Está mi amiga N. en una de las colas del aeropuerto de Barajas. Viene de una isla. Está protestando. Y usa una palabra bella. TEDIOSO. Dice, esto a veces resulta tedioso.
Rápidamente me he puesto a elaborar una teoría que nos salve de la protesta y el tedio.
Les voy a contar, en breve, mi historia con el zumo de naranja.
Yo me enamoro del zumo de naranja en una maratón. Que sepan que yo he corrido algunos maratones. Que lo sepan.
Lo estaba pasando mal, realmente mal, y soñaba pensaba y deseaba que llegara un puesto de avituallamiento para estamparme en la cara media naranja abierta. (En las buenas maratones tienen en los puestos medias naranjas además de vasos de agua). Supongo que eso tiene que ver con algo del cerebro, la dopamina, la serotonina o alguna de esas. Lo deseaba con todas mis fuerzas.
Ese fue el flechazo.
Con G. siempre teníamos la teoría de que un hotel que tiene zumo de naranja natural en el desayuno es un hotel de muchas estrellas. ¿Cuántas? Que sé yo, muchas.
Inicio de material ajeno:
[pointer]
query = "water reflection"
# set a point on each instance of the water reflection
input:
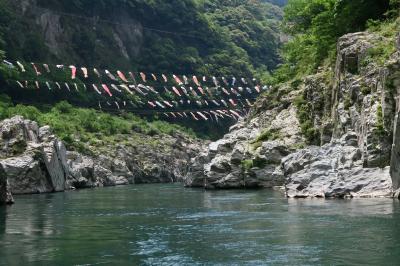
(172, 225)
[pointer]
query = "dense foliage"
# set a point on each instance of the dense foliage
(190, 36)
(315, 26)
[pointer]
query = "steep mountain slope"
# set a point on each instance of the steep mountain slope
(333, 133)
(182, 36)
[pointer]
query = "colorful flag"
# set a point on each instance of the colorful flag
(20, 84)
(176, 91)
(111, 76)
(126, 88)
(115, 88)
(202, 115)
(85, 72)
(196, 81)
(36, 70)
(143, 76)
(96, 89)
(97, 72)
(215, 81)
(73, 72)
(106, 89)
(185, 79)
(21, 66)
(46, 66)
(122, 76)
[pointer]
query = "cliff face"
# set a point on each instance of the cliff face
(350, 113)
(33, 160)
(74, 39)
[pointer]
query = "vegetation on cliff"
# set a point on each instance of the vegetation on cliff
(316, 25)
(81, 127)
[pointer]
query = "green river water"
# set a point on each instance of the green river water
(171, 225)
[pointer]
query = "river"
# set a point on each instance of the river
(170, 225)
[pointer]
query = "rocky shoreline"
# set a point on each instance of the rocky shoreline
(33, 160)
(352, 112)
(332, 134)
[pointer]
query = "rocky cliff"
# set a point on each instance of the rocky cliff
(332, 134)
(33, 160)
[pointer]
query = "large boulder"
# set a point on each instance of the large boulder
(33, 160)
(334, 170)
(5, 193)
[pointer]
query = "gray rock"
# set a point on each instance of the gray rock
(333, 170)
(5, 193)
(35, 161)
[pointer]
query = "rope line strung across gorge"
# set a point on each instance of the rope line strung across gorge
(159, 75)
(57, 86)
(119, 83)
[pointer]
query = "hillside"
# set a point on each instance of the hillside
(183, 36)
(329, 127)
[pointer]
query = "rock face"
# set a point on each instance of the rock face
(235, 161)
(5, 193)
(157, 159)
(350, 113)
(32, 159)
(334, 170)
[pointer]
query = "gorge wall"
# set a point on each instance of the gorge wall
(33, 160)
(332, 134)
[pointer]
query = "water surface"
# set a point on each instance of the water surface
(169, 225)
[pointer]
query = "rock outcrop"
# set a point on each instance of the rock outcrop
(155, 159)
(32, 158)
(334, 170)
(350, 114)
(240, 160)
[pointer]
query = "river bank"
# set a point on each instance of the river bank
(34, 160)
(331, 134)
El otro día había quedado en la gran ciudad, iba justo de tiempo, y busqué por algunos bares quién tenía zumo de naranja. No descubrí ninguno. Desayuné dos horchatas, con canela. Que es un afrodisiaco falso.
Tener en un bar zumo de naranja está genial, le da caché al bar. Y es buen negocio. Con dos naranjas me haces un zumo y me puedes cobrar 2,30.
Algunas mañanas me pongo al lado del radiador, subo la persiana, empiezo a leer La lluvia amarilla, que es el libro que leo siempre, y me bebo un zumo de naranja y digo:
ESTO ES LA FELICIDAD.
Igual hay seres en la tierra que no pueden acceder a las naranjas. Estar tan mal que no tienes una naranja. Pero si pueden tener una naranja sean feliz con ella.